Our Approach
Integrating research and application to advance capabilities within the AI risk management framework (RMF)
Core Evaluation Phases - Shifting Left
System Scoping
Define project goals, data needs, analyses, model requirements, and context considerations to ensure the AI is aligned with the use case.
Comprehensive Model Testing
Assess the AI model’s performance using offline, observational data to determine if it warrants further testing.
Red Teaming
Stress-test the model’s vulnerabilities and assumptions with technical and domain experts to evaluate robustness.
System Field Testing
Evaluate the AI system’s real-world impact on users and communities through iterative pilots and operational trials.
Improving Metrology and Practices for Test and Evaluation
The rapid pace of innovation poses an additional challenge in the form of ongoing pressure to update algorithms, computing infrastructure, corpora of training data, and other technical elements of AI capabilities. This context suggests a “move to the left” approach for test and evaluation, where development stakeholders are engaged earlier in the process timeline. This change allows test-enabled system designs along with engineering processes and tools configured to produce not just deployable models, but also associated bodies of evidence that can support an ongoing process of affordable and confident test and evaluation.
Research Focus
AIMSEC research focuses on advancing measurement science for modern AI systems, including Machine Learning (ML) and Generative AI (GenAI) systems, such as large language models (LLMs).
Based on our expertise in a wide range of application domains including human services, finance, education, energy, and more, we are working with stakeholders across industries to contextualize and test our approaches. This application focus lends concreteness to the research and will benefit the specific domains. The technical results regarding risk management, however, are intended to have broad benefits in diverse applications.

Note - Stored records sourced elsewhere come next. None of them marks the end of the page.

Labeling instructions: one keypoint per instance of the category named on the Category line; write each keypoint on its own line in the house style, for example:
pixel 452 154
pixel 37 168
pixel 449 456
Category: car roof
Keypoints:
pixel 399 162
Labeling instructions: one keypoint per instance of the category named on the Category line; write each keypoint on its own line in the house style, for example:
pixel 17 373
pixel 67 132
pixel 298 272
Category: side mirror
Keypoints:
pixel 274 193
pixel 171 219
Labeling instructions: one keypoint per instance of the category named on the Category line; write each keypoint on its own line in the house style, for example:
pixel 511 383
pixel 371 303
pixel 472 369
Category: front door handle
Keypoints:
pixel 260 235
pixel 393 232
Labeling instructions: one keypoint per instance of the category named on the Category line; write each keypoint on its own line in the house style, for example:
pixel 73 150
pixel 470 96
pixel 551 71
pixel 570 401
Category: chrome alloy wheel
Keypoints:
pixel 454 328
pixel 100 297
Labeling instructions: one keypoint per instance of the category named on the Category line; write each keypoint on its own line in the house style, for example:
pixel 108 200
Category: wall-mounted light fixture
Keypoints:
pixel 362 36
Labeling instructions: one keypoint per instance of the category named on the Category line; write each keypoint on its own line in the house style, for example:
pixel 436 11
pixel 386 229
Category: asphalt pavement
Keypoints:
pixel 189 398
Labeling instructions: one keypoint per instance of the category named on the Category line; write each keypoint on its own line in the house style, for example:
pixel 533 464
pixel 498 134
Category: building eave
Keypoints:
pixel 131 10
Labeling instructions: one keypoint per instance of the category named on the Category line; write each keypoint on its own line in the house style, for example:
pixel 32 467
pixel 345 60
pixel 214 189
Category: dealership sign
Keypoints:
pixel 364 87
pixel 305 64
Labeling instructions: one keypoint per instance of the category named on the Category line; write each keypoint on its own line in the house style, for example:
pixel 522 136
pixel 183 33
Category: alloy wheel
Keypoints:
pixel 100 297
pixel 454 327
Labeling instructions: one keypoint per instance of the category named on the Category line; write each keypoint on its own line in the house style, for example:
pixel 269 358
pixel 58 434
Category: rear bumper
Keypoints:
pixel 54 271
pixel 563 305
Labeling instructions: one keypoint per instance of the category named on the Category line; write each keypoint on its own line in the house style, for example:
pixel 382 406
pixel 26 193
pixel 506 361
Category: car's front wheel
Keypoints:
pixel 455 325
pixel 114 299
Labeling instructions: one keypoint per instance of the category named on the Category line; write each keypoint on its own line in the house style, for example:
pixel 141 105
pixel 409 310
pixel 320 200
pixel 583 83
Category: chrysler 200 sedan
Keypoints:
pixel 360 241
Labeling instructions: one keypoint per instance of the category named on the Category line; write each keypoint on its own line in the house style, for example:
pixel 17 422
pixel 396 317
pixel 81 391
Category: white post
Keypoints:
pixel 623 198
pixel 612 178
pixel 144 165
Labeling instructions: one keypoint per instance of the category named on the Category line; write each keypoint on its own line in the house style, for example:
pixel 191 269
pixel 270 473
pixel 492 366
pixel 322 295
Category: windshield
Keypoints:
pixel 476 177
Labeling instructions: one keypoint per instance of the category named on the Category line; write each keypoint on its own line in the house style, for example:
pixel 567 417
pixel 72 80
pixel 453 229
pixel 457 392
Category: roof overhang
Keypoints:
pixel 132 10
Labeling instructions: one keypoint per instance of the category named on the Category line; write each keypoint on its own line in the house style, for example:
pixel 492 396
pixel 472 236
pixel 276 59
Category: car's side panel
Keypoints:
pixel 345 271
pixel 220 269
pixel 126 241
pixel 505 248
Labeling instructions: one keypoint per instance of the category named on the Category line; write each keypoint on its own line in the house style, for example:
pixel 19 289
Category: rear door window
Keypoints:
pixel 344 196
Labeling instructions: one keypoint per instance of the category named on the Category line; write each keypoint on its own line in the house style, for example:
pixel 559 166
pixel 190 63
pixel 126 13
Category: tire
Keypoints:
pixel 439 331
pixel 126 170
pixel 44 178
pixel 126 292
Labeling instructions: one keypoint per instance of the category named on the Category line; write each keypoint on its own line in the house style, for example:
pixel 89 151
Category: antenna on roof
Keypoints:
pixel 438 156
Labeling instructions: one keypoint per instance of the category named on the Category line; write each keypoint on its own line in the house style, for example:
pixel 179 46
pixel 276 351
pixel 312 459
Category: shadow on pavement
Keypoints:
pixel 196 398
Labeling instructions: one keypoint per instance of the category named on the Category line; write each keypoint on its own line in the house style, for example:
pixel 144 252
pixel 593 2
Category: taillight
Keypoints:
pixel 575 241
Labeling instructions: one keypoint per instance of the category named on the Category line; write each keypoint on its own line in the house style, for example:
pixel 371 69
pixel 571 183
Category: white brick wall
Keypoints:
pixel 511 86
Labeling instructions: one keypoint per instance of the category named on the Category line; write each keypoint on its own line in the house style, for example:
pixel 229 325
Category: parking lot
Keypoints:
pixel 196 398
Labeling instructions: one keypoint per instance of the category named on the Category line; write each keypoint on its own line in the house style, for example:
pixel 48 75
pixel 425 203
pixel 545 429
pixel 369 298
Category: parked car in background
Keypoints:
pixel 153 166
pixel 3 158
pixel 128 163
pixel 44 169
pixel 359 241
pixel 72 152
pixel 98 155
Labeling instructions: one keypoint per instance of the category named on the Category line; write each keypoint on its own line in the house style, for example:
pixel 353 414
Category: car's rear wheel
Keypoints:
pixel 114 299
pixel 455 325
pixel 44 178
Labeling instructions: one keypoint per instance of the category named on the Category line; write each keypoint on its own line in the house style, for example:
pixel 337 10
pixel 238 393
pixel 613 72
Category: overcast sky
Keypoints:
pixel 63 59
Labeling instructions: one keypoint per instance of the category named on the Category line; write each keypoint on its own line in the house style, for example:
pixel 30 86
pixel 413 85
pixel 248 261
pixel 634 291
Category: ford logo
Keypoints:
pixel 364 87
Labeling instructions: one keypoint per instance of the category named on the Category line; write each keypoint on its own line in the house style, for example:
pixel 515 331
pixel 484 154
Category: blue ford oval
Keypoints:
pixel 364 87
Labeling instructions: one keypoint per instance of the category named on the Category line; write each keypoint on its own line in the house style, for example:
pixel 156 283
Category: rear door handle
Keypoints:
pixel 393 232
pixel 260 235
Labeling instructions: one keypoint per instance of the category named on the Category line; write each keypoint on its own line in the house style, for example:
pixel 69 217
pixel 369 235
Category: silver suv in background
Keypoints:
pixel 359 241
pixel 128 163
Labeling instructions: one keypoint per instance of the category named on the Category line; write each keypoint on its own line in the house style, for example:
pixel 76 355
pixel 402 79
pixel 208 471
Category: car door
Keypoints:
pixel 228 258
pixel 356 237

Building Community Around AI Measurement Science & Evaluation
AIMSEC taps into the extensive CMU network of partnerships not just internally but also with industry, government, and academic colleagues elsewhere, to convene workshops, webinars, technology demo showcases, etc. Our work is intended to integrate technical and application considerations, with extensive collaboration across boundaries within the institution, and also to create a framework for collaboration with technical team members at NIST and at other institutions.